Approachability is why Lilley keeps Blossom’s hair, makeup and clothes disheveled. It’s also why when people ask her how long it takes her to get into character, she tells them five minutes, followed by: “It gets easier as you get older. You just follow the lines in your face.”

Some clowns adhere strictly to pantomime. The quick-witted Lilley has never been that kind of clown.

After high school, she studied journalism at the University of South Florida before auditioning for the Ringling Bros. and Barnum & Bailey Clown College, in Venice.

She was rejected, however, for having a puppet.

“They didn’t do puppets in those days,” Lilley says. “But I went down to that circus tent and I tried. Boy, did I try.”

She raised six children as a single mother, working a variety of odd jobs, the oddest of which was, of course, clowning.

She invented Blossom in the late 1970s as a creative way to make extra cash.

Her first gigs were at the Brown Derby Restaurant on the corner of Siesta Drive and Tamiami Trail; there she worked as a waitress by day, clown by night.

In an outfit not unlike the one she wears today, Lilley would plod around the diner pulling site gags on customers.

Her favorite was an old trick she picked up from comedian Joan Rivers. She would tuck a long strip of toilet paper into the back of her shoe and walk around the restaurant like she didn’t know it was there.

“Anything to make ’em laugh,” she says recalling the memory. “Those were the glory days — before kids were afraid of clowns.”

When she says this, a dark cloud seems to hover over her otherwise sunny disposition.

If there’s one thing Lilley can’t stomach, it’s rampant clown phobia, which she blames on movies such as Stephen King’s “It.”

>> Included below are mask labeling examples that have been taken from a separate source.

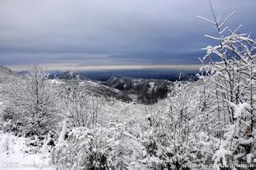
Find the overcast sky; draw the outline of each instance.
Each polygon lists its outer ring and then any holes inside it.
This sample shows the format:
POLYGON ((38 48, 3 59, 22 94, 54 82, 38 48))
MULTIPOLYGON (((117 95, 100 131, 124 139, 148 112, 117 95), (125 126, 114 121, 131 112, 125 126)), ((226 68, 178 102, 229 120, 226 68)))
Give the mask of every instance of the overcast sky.
MULTIPOLYGON (((212 0, 230 29, 256 34, 255 0, 212 0)), ((199 63, 208 0, 0 0, 0 65, 199 63)))

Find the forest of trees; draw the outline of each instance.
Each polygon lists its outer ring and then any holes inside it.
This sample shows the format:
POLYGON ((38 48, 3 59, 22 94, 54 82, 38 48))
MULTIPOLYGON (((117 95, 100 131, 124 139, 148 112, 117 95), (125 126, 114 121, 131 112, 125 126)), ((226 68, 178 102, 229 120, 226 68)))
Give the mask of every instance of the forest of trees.
POLYGON ((81 84, 50 80, 40 66, 5 87, 3 131, 29 139, 51 164, 92 169, 225 169, 255 163, 255 41, 213 25, 199 80, 175 82, 155 104, 94 96, 81 84))

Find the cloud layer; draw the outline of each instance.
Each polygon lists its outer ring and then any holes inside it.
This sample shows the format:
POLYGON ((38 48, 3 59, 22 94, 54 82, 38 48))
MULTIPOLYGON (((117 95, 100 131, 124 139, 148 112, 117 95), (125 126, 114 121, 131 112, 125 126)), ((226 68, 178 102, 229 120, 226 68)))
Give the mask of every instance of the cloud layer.
MULTIPOLYGON (((256 1, 212 2, 256 33, 256 1)), ((198 15, 212 18, 207 0, 0 0, 0 64, 197 63, 214 43, 198 15)))

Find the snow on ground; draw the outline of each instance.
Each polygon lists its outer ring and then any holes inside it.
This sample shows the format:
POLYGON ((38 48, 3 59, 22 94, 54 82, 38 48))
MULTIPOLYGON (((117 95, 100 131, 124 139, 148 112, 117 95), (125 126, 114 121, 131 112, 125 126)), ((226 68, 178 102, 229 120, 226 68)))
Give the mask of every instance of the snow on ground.
POLYGON ((28 154, 25 138, 18 138, 12 134, 0 131, 0 169, 54 170, 48 163, 47 154, 28 154))
POLYGON ((150 82, 150 83, 149 83, 149 85, 150 86, 149 88, 148 88, 148 93, 151 93, 152 92, 152 90, 153 90, 153 89, 154 89, 154 82, 150 82))

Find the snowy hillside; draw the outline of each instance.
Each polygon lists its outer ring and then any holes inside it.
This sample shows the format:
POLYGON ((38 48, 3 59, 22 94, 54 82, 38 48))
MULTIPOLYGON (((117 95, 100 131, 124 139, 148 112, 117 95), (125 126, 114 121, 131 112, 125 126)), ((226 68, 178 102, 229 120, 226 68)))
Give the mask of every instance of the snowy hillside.
POLYGON ((0 169, 254 169, 256 43, 233 15, 199 17, 218 36, 195 82, 0 67, 0 169))

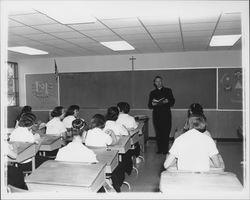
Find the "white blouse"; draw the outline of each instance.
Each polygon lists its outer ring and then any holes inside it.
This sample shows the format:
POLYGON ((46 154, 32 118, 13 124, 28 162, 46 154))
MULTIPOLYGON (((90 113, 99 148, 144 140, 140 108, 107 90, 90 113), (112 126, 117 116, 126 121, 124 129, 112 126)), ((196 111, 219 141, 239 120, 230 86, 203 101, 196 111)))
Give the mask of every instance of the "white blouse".
POLYGON ((66 128, 59 117, 54 117, 46 124, 46 134, 48 135, 61 135, 66 132, 66 128))

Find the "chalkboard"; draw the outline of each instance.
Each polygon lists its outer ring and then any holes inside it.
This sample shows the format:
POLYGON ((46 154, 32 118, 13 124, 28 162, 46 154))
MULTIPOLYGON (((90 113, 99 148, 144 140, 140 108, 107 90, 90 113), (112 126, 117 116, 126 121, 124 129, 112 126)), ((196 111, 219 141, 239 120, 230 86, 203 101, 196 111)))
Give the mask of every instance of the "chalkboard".
POLYGON ((204 108, 216 108, 216 69, 136 71, 133 107, 146 108, 153 79, 160 75, 163 85, 172 89, 174 108, 188 108, 197 102, 204 108))
POLYGON ((58 105, 58 83, 54 74, 26 74, 26 104, 33 109, 58 105))
POLYGON ((147 108, 156 75, 172 88, 174 108, 186 109, 193 102, 216 108, 216 69, 63 73, 59 75, 60 102, 65 107, 107 108, 127 101, 132 108, 147 108))
POLYGON ((89 72, 60 74, 62 106, 106 108, 118 101, 131 102, 130 72, 89 72))
POLYGON ((242 69, 218 69, 218 108, 242 109, 242 69))

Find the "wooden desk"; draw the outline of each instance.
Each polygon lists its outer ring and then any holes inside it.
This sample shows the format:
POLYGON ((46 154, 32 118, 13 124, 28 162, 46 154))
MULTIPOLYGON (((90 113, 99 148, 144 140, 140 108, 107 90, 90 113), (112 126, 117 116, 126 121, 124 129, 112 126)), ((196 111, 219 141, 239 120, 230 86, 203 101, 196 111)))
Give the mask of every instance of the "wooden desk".
POLYGON ((169 195, 239 192, 242 189, 236 175, 230 172, 181 173, 165 171, 161 173, 160 191, 169 195))
POLYGON ((146 143, 148 141, 148 120, 149 117, 146 115, 135 115, 134 116, 136 121, 139 122, 139 124, 143 124, 142 127, 142 135, 143 135, 143 141, 146 143))
POLYGON ((116 145, 108 146, 107 149, 117 150, 119 154, 125 154, 130 147, 130 136, 121 136, 116 145))
POLYGON ((25 160, 32 159, 32 171, 35 170, 35 155, 37 152, 35 143, 28 142, 9 142, 10 144, 14 144, 14 148, 17 151, 17 158, 11 159, 8 158, 8 162, 14 163, 22 163, 25 160))
POLYGON ((133 131, 130 131, 130 144, 133 146, 135 143, 139 142, 139 129, 135 129, 133 131))
POLYGON ((115 168, 119 164, 118 160, 118 151, 117 150, 106 150, 106 149, 92 149, 95 154, 96 158, 100 163, 106 164, 105 173, 112 174, 115 168))
POLYGON ((39 151, 53 151, 59 149, 63 143, 60 136, 45 135, 42 138, 43 141, 39 151))
POLYGON ((105 166, 48 160, 25 182, 31 192, 97 192, 105 182, 105 166))

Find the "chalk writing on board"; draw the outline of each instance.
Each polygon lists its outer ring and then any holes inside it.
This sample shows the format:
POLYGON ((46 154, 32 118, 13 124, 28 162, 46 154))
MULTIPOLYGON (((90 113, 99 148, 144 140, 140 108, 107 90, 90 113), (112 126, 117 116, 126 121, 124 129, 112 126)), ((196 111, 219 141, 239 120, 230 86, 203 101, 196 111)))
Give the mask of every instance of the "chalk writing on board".
POLYGON ((35 81, 32 84, 32 95, 45 103, 46 99, 53 95, 53 84, 47 81, 35 81))

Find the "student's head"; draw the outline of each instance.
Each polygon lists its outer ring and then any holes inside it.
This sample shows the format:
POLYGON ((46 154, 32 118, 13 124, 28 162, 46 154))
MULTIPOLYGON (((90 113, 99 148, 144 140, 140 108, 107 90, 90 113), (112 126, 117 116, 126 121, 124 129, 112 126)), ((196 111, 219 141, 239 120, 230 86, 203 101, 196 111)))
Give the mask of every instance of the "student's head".
POLYGON ((29 113, 31 111, 32 111, 32 107, 31 106, 24 106, 22 108, 21 114, 23 114, 23 113, 29 113))
POLYGON ((72 135, 82 137, 83 132, 86 130, 87 124, 82 119, 75 119, 72 122, 72 135))
POLYGON ((62 119, 64 114, 64 108, 62 106, 57 106, 52 110, 51 117, 60 117, 62 119))
POLYGON ((188 125, 190 129, 196 129, 200 132, 206 131, 206 121, 202 115, 192 114, 188 118, 188 125))
POLYGON ((161 88, 162 87, 162 77, 161 76, 156 76, 154 78, 154 86, 156 88, 161 88))
POLYGON ((20 127, 31 127, 35 123, 36 116, 33 113, 24 113, 22 114, 19 126, 20 127))
POLYGON ((79 114, 79 110, 80 110, 80 107, 78 105, 71 105, 70 107, 68 107, 65 117, 74 115, 74 117, 77 118, 79 114))
POLYGON ((123 113, 129 113, 130 111, 130 105, 127 102, 119 102, 117 107, 119 111, 123 113))
POLYGON ((95 114, 90 120, 90 128, 101 128, 105 126, 105 117, 101 114, 95 114))
POLYGON ((193 114, 204 116, 203 107, 199 103, 192 103, 189 106, 188 113, 187 113, 188 117, 190 117, 193 114))
POLYGON ((115 106, 108 108, 106 114, 106 120, 116 121, 118 119, 119 109, 115 106))

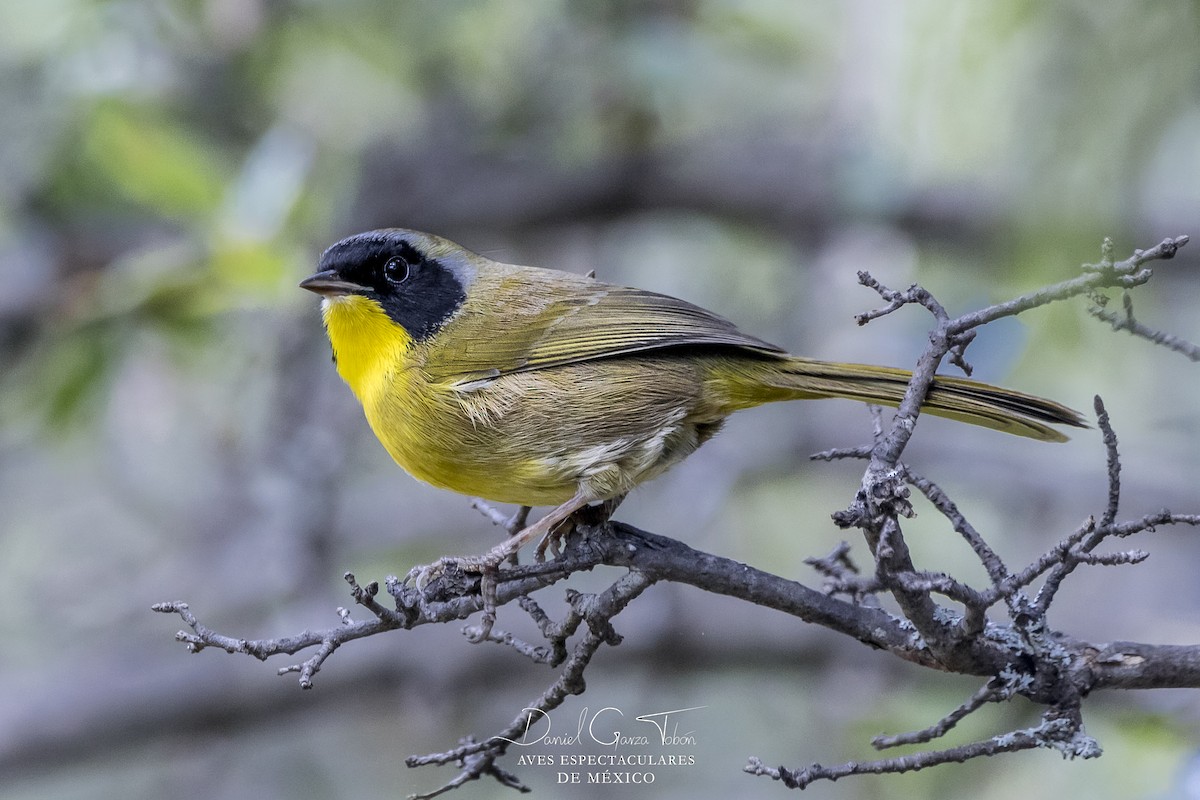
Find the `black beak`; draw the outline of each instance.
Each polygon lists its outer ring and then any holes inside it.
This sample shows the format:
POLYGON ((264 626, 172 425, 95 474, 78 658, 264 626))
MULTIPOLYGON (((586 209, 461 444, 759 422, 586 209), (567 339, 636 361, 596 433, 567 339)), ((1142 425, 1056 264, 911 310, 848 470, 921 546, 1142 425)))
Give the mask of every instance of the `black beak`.
POLYGON ((347 294, 362 294, 367 287, 346 281, 337 270, 322 270, 300 282, 301 289, 316 291, 325 297, 338 297, 347 294))

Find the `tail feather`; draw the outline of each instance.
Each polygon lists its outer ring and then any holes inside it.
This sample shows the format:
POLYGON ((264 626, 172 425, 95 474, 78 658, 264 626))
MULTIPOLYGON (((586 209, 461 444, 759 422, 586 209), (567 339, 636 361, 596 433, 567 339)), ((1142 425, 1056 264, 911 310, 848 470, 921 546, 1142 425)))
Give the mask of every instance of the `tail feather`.
MULTIPOLYGON (((836 363, 793 356, 770 381, 796 398, 844 397, 896 407, 912 373, 895 367, 836 363)), ((922 410, 1043 441, 1066 441, 1050 425, 1086 428, 1082 415, 1055 401, 965 378, 938 375, 922 410), (1048 425, 1050 423, 1050 425, 1048 425)))

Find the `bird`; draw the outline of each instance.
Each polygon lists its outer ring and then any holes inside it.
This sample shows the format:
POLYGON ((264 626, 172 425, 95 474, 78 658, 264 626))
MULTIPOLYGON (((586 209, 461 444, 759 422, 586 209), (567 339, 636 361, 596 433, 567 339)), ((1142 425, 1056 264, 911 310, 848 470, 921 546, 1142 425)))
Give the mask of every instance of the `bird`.
MULTIPOLYGON (((551 506, 486 555, 496 570, 588 505, 614 507, 734 411, 848 398, 899 405, 911 373, 818 361, 685 300, 503 264, 433 234, 342 239, 300 287, 322 296, 337 372, 388 453, 420 481, 551 506)), ((1044 441, 1087 427, 1055 401, 938 375, 923 411, 1044 441)))

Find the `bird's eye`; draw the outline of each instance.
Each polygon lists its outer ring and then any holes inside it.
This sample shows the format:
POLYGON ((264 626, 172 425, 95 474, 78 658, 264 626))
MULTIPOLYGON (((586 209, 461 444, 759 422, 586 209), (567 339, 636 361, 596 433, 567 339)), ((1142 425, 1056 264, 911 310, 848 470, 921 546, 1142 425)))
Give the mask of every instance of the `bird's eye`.
POLYGON ((383 265, 383 276, 392 284, 401 284, 407 281, 408 271, 408 261, 404 260, 403 255, 392 255, 383 265))

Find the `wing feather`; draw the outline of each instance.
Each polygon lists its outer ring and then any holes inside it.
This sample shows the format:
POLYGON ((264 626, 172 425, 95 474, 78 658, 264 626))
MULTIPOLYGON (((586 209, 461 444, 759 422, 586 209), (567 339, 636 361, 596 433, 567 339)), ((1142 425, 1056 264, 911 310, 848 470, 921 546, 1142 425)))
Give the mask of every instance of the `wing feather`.
POLYGON ((434 379, 469 383, 679 347, 785 355, 684 300, 552 270, 510 266, 480 276, 472 295, 496 306, 488 313, 464 306, 446 325, 445 344, 425 365, 434 379))

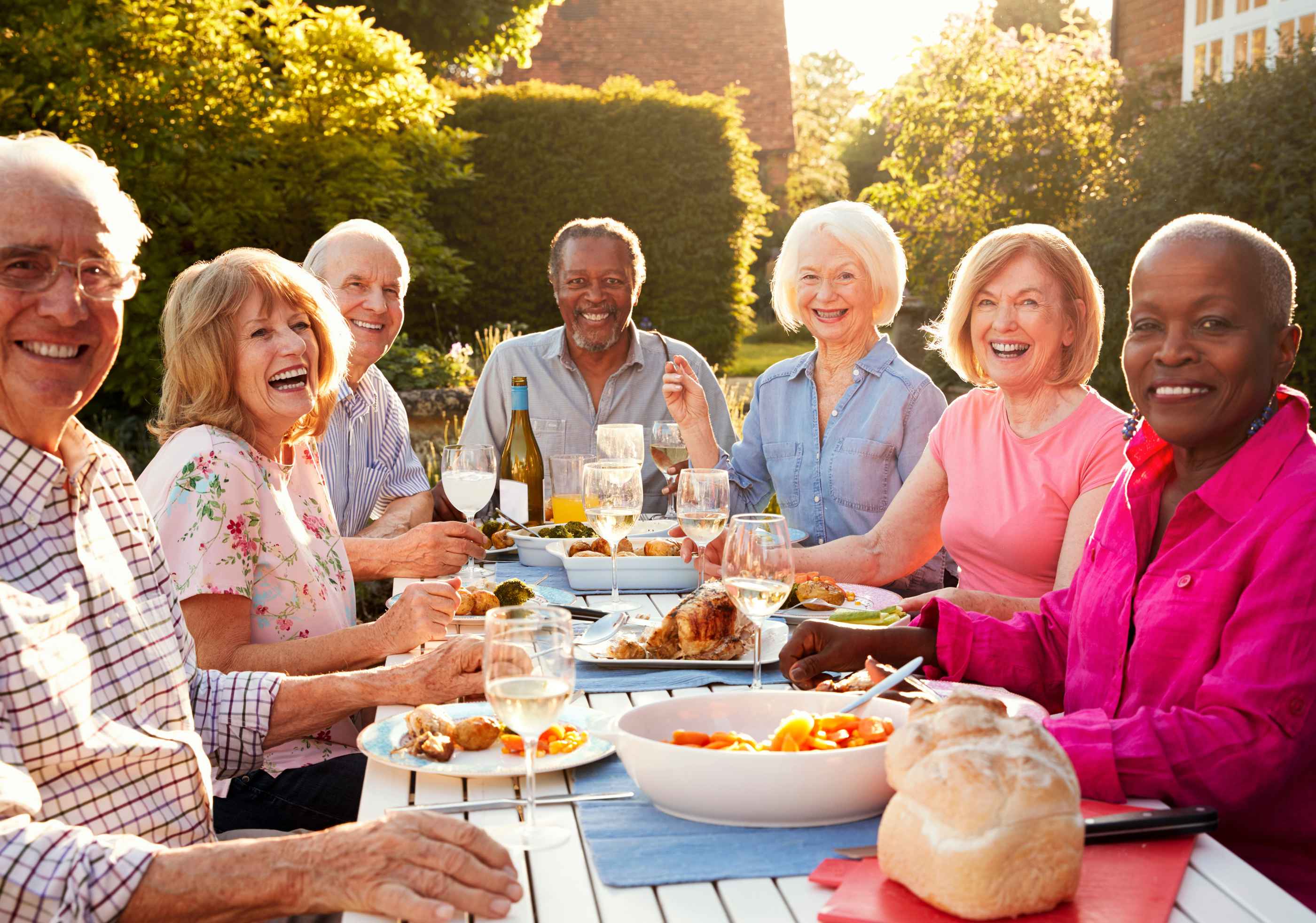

“These days, kids are taught to fear clowns,” she sighs. “But not all of us are bad. Most of us are good. It’s sort of like pit bulls. You get one bad one, and it ruins it for the whole lot.”

CLOWN QUIPS
On her makeup

“You never want it to look perfect. It’s like quilt-making. It’s bad luck to make a perfect quilt.”

On dancing with arthritis
“My doctor says if it doesn’t hurt the next day, you’re doing fine. So far, I’m doing fine.”

On not scaring kids
“It takes a certain knack. You gotta get down to their level and work your way up slowly.”

On carrying a puppet
“I was doing a telethon years ago, and this famous actress walked by stinking like perfume, and Grover, my old puppet, started sneezing. A puppet can get away with things a person can’t.”